Monthly Archives: June 2015

Place Cisco 1720i Access Point into Autonomous mode

If you are like me you occasionally need to setup a single AP into a site either too small for a controller, or unwilling to pay the extra costs associated with one. Here are the steps required to change to Autonomous mode, as I believe that all of the x702i series are shipping in lightweight mode by default.

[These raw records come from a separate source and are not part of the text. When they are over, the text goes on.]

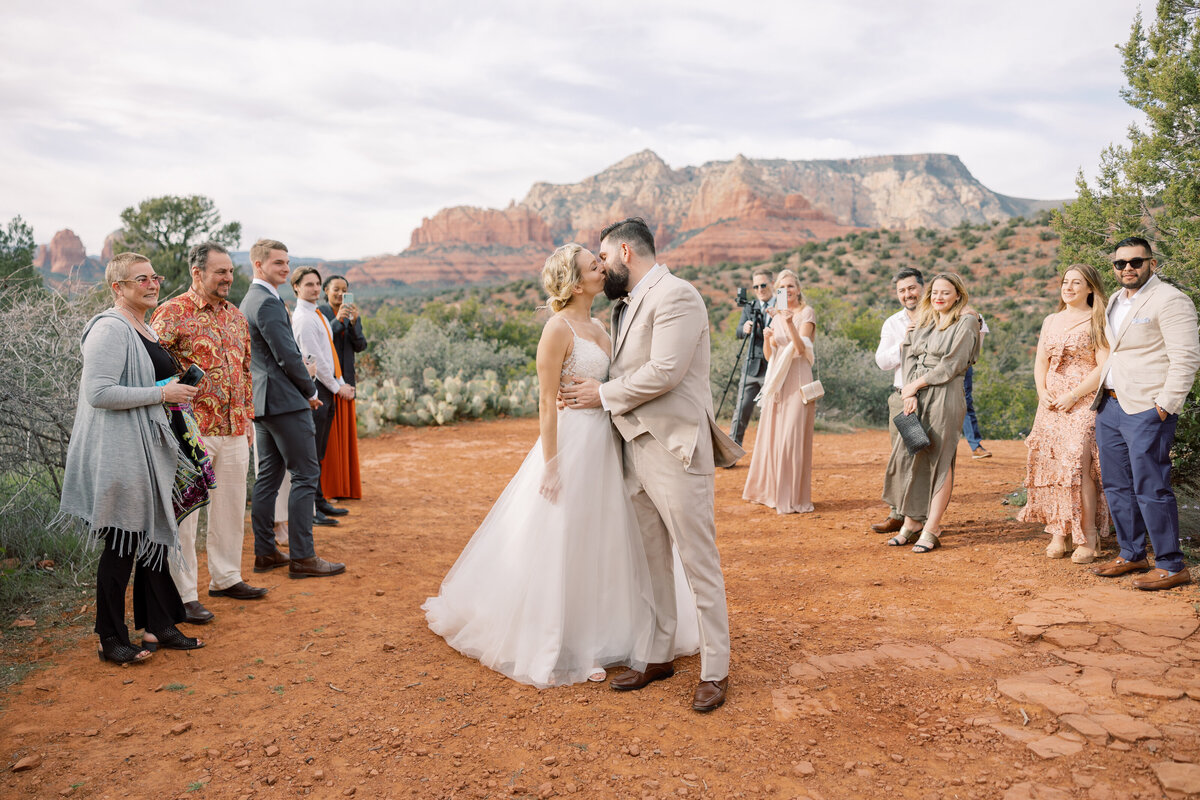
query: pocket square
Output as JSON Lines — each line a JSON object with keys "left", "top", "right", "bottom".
{"left": 1132, "top": 317, "right": 1151, "bottom": 324}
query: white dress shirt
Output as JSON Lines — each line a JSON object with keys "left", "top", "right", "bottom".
{"left": 1104, "top": 283, "right": 1148, "bottom": 390}
{"left": 292, "top": 298, "right": 344, "bottom": 394}
{"left": 875, "top": 309, "right": 911, "bottom": 389}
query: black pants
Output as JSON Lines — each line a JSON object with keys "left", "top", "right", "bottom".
{"left": 94, "top": 529, "right": 184, "bottom": 645}
{"left": 729, "top": 364, "right": 766, "bottom": 447}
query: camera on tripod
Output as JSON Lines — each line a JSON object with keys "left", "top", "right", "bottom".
{"left": 736, "top": 287, "right": 751, "bottom": 306}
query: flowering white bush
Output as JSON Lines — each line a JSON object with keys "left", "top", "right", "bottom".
{"left": 356, "top": 369, "right": 539, "bottom": 434}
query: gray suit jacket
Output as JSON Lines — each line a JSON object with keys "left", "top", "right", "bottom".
{"left": 240, "top": 283, "right": 317, "bottom": 417}
{"left": 603, "top": 267, "right": 744, "bottom": 474}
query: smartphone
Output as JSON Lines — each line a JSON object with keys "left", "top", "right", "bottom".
{"left": 342, "top": 292, "right": 355, "bottom": 307}
{"left": 179, "top": 364, "right": 205, "bottom": 386}
{"left": 775, "top": 288, "right": 788, "bottom": 310}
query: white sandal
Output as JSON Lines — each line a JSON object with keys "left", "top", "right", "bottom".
{"left": 588, "top": 669, "right": 606, "bottom": 682}
{"left": 912, "top": 531, "right": 940, "bottom": 554}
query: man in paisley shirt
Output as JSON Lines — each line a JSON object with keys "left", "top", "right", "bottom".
{"left": 152, "top": 242, "right": 268, "bottom": 624}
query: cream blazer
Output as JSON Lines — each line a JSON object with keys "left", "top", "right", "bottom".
{"left": 603, "top": 268, "right": 744, "bottom": 475}
{"left": 1098, "top": 274, "right": 1200, "bottom": 415}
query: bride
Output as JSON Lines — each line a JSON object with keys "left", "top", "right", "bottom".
{"left": 423, "top": 243, "right": 698, "bottom": 687}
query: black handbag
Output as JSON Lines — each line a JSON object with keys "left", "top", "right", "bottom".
{"left": 893, "top": 407, "right": 931, "bottom": 454}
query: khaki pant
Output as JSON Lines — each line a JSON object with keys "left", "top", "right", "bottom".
{"left": 625, "top": 433, "right": 730, "bottom": 681}
{"left": 170, "top": 435, "right": 251, "bottom": 601}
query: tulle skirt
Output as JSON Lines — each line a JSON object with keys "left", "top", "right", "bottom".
{"left": 423, "top": 407, "right": 699, "bottom": 688}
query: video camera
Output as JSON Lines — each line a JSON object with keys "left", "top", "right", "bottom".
{"left": 736, "top": 287, "right": 752, "bottom": 306}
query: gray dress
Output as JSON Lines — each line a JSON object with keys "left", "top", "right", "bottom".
{"left": 882, "top": 314, "right": 981, "bottom": 520}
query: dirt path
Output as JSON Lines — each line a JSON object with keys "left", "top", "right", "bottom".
{"left": 3, "top": 421, "right": 1199, "bottom": 800}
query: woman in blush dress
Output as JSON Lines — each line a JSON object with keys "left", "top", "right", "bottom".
{"left": 423, "top": 244, "right": 698, "bottom": 688}
{"left": 882, "top": 273, "right": 981, "bottom": 554}
{"left": 1019, "top": 264, "right": 1110, "bottom": 563}
{"left": 742, "top": 269, "right": 816, "bottom": 514}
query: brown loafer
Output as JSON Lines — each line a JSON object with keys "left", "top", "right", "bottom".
{"left": 692, "top": 678, "right": 729, "bottom": 712}
{"left": 253, "top": 548, "right": 290, "bottom": 573}
{"left": 1132, "top": 567, "right": 1192, "bottom": 591}
{"left": 609, "top": 662, "right": 675, "bottom": 691}
{"left": 182, "top": 600, "right": 214, "bottom": 625}
{"left": 288, "top": 555, "right": 346, "bottom": 579}
{"left": 870, "top": 517, "right": 904, "bottom": 534}
{"left": 1091, "top": 557, "right": 1151, "bottom": 577}
{"left": 209, "top": 581, "right": 269, "bottom": 600}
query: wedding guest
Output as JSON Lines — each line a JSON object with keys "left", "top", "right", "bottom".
{"left": 742, "top": 269, "right": 816, "bottom": 514}
{"left": 871, "top": 267, "right": 924, "bottom": 534}
{"left": 151, "top": 242, "right": 268, "bottom": 623}
{"left": 728, "top": 270, "right": 773, "bottom": 447}
{"left": 60, "top": 252, "right": 205, "bottom": 663}
{"left": 318, "top": 274, "right": 365, "bottom": 500}
{"left": 882, "top": 273, "right": 981, "bottom": 553}
{"left": 1018, "top": 264, "right": 1110, "bottom": 562}
{"left": 1091, "top": 237, "right": 1200, "bottom": 590}
{"left": 962, "top": 314, "right": 992, "bottom": 459}
{"left": 290, "top": 267, "right": 354, "bottom": 525}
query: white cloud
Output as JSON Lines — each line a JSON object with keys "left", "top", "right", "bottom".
{"left": 0, "top": 0, "right": 1155, "bottom": 258}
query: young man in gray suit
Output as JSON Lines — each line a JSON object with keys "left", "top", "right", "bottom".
{"left": 1091, "top": 236, "right": 1199, "bottom": 590}
{"left": 240, "top": 239, "right": 346, "bottom": 579}
{"left": 562, "top": 217, "right": 743, "bottom": 712}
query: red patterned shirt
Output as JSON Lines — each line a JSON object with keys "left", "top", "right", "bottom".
{"left": 151, "top": 288, "right": 253, "bottom": 436}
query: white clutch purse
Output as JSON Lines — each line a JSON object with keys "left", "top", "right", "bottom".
{"left": 800, "top": 380, "right": 824, "bottom": 404}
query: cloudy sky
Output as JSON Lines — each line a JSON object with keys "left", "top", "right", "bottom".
{"left": 1, "top": 0, "right": 1151, "bottom": 259}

  1. Log into www.cisco.com
  2. Click “Support” at the top
  3. Click the “Downloads” tab
  4. Select the “Wireless” from the left hand pane”
  5. Select “Access Points”
  6. Select “Cisco 1700 Series Access Points”
  7. Select “Cisco Aironet 1702i Access Points”
  8. Click “Autonomous AP IOS Software”
  9. Ideally, you are looking for the highest number firmware revision that’s marked as MD, or GD. In some cases you’ll only see ED revisions, downloaded the highest revision number. Click the “Download” button, and agree to the terms of service.
  10. Connect a network cable from your PC to the AP.
  11. Start a TFTP server on your computer, and set your interface to 10.0.0.1 255.255.255.0.
  12. Open a Serial connection to the AP, after it finishes booting log in. [Default Password:Cisco ]
  13. Enter the following commands, pressing enter after each line:
    1. enable
    2. debug capwap console cli
    3. debug capwap client no-reload
    4. capwap ap ip address 10.0.0.2 255.255.255.0
    5. capwap ap ip default-gateway 10.0.0.1
    6. Archive download-sw /force /overwrite tftp://10.0.0.1/%File Name%.tar
  14. The AP will reboot automatically. After its finished the reboot, log back in and issue the following command:
    1. show version
  15. Verify the AP is now running the updated image, and that you have access to the full suite of commands.

NOTE: you’ll notice that you keep getting a capwap error while the AP is in lightweight mode, if you are having trouble entering these commands because of it, put them all into a notepade file, wait for the error to appear, and then quickly paste them all in at once.